Le origini di Travo rimandano al periodo neolitico. I primi insediamenti, individuati nel sito archeologico di Sant’Andrea, e testimoniati dalle iscrizioni dedicate alla Dea Minerva Medica Cabardiacense e i resti del tempio murati nella canonica della vicina Chiesa di Caverzago. risalgono alla prima metà del IV millennio a.c..

Il suo nome da solo è leggenda: Trivia, Trivium, Trebano, Trauano, Trabea, Trabanus, Trabano, Trabanum, Trebanum, Travano, Traveno, Trave, Trevi, Travi e Travo… come narra il libro di Carlo Mazzocchi “Travo, il suo nome, la sua leggenda”, ma è saputo che tra le tribù che popolarono l’abitato, fu dai Galli che probabilmente venne ereditato il toponimo di Trivia mantenuto durante il periodo coloniale romano.

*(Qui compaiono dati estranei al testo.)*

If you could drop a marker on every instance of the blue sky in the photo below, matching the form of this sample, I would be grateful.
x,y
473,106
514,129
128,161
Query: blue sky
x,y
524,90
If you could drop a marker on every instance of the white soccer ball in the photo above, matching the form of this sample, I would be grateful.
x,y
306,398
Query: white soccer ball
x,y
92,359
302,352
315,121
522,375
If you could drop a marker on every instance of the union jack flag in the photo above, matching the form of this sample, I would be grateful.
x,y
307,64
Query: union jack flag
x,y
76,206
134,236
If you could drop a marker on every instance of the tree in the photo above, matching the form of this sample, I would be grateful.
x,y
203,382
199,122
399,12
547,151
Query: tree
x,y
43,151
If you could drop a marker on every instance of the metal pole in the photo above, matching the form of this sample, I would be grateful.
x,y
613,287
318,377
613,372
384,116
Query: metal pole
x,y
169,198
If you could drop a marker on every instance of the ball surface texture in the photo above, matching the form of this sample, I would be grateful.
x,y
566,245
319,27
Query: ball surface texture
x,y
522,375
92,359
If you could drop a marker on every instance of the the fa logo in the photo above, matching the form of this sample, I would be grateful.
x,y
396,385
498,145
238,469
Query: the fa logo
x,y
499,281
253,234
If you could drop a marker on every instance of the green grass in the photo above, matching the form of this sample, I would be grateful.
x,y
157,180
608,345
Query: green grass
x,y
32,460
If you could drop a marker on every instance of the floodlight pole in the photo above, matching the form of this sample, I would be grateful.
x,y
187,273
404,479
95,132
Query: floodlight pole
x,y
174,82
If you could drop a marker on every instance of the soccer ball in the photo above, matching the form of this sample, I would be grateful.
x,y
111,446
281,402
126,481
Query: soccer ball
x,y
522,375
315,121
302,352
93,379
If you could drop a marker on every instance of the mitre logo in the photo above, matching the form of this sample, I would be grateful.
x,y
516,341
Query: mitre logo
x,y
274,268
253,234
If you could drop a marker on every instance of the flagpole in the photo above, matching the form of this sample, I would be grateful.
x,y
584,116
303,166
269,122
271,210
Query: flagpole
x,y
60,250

La tradizione tramanda che nel 303 presso il santuario di Caverzago il legionario romano Antonino venne martirizzato, divenendo successivamente patrono di Travo e della città di Piacenza grazie alla devozione di San Savino, secondo vescovo di Piacenza e scopritore delle sue relique.

Il borgo e il suo territorio limitrofe, comprendente una vasta area tra la Pietra Parcellara e Pigazzano, fu annesso tra i possedimenti dell’Abbazia di San Colombano di Bobbio e successivamente la caduta dei Longobardi assegnato dal Sacro Romano Impero alla famiglia dei Malaspina, con lo scopo di avere un sicuro punto di transito verso il mare.
I Malaspina vi eressero un castello (Castrum Trabani) nel XII secolo, ma esso andò distrutto nel 1255 dal condottiero Oberto “Il Pallavicino”.

Con l’arrivo della famiglia Visconti a PIacenza, nel 1302 il feudo passò alla famiglia Anguissola e divenne sede comunale nel 1805. 
Nel 1978 la contessa Maria Salini donò il castello Anguissola al Comune, che lo destinò a museo, aperto nel 1997, contenente reperti risalenti al paleolitico, ceramiche del neolitico, testimonianze dell’età del rame, del bronzo e del ferro, dei Liguri, dei Celti e degli Etruschi fino all’epoca romana.